GM sales continue to slide in China

The company blames the lackluster performance on model changeovers and phasing out of older models.

General Motors has reported another monthly sales decline in the world's largest automotive market.

The American automaker and its Chinese joint-venture partners sold approximately 252,500 vehicles in May, representing a decline of approximately 4.0 percent compared to the same period last year.

The company suggests the slide can be blamed on model changeovers for several models and phasing out of older vehicles. A price-slashing campaign, which reduced the sticker prices on 40 models by up to $8,680 USD, was either too little or too late to bring the month into the black.

Buick -- GM's best-selling brand in China -- recorded a sharp decrease of 12.9 percent in May, though sales of the Envision, Enclave and Encore SUVs were up by nearly 158 percent.

Cadillac continues to be a shining star, bringing the only positive growth among GM brands in China for the second month in a row.
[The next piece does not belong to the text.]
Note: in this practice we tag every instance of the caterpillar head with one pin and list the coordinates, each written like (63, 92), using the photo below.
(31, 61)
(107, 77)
Shipments were up by nearly 11 percent, with ATS and ATS-L deliveries achieving a five-fold jump.

"China's vehicle market continues to grow at a moderate pace," said GM China president Matt Tsien. "We expect about 6-8 percent annual growth, which is significant given the size of the world's largest passenger vehicle market."

Despite the rough spring, GM has managed to achieve a 5.1 percent increase for the first five months of the year overall.